Gloria Bell is a darkly comic film, but thankfully the butt of the joke is rarely Gloria herself. We aren’t always privy to Gloria’s inner thoughts or secrets, but we are welcome to her momentary perspective, as the camera never leaves her and the sincere absurdity of her friends and family carry us through the film's heavier themes of depression, midlife crisis, and codependency. This is a film built on empathetic nuance, painting its one villainous figure as more pathetic than malicious and its remaining players as either ignorant to or incapable of soothing Gloria’s unmet emotional needs. Gloria herself only wants one thing, and though she gets a measure of love from her children, it isn’t the kind of attention that makes her feel wanted or needed, particularly as her children’s lives take on meaning independent from her influence.

Moore is simply fantastic in the lead role, often communicating more in a look than in a line of dialogue, showcasing the inner turmoil of a woman who refuses to tell people her psychological burdens even as she moves through the world with a smile on her face and a goal to fill what she sees as a void in her life. That’s not an easy trick to pull off, but Moore makes it look so natural that it’s easy to become enamored and lost in her performance, to break into the reality of the film and fully believe the life story of the fictional Gloria Bell. Similarly spectacular is Turturro’s turn as Arnold, which walks a very difficult line of being superficially likeable but subtly discomfiting and deceptive. Turturro has always excelled at playing affably skeezy characters, but Arnold is so affable that it’s easy to forget the skeeze until telltale signs start to emerge, which makes seeing his faults unravel through Gloria’s eyes all the more devastating.

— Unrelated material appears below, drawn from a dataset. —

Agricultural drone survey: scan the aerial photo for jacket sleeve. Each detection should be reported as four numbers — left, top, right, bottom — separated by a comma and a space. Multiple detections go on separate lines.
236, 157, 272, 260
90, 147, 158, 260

Lelio’s usual collection of faults are present, including a penchant for on-the-nose music cues and symbolism that’s perhaps a touch obvious, but Gloria Bell feels like a thesis statement on his dedication to improve his craft. Gloria Bell doesn’t quite hit the highs of A Fantastic Woman, what I would call his best film, but it also doesn’t hit that film’s similar pitfalls quite so hard. It’s as if by remaking his own previous work, Lelio is demonstrating how he has listened to criticism and is trying to hone his craft to perfection. Maybe that’s the core conceit of framing his career as of late around empathetic womanhood. Maybe it’s through his female characters that he seeks to become a better artist. Regardless of his intent, though, Gloria Bell is a worthy successor to the original, for though the path it treads is familiar, the journey along it has only grown richer.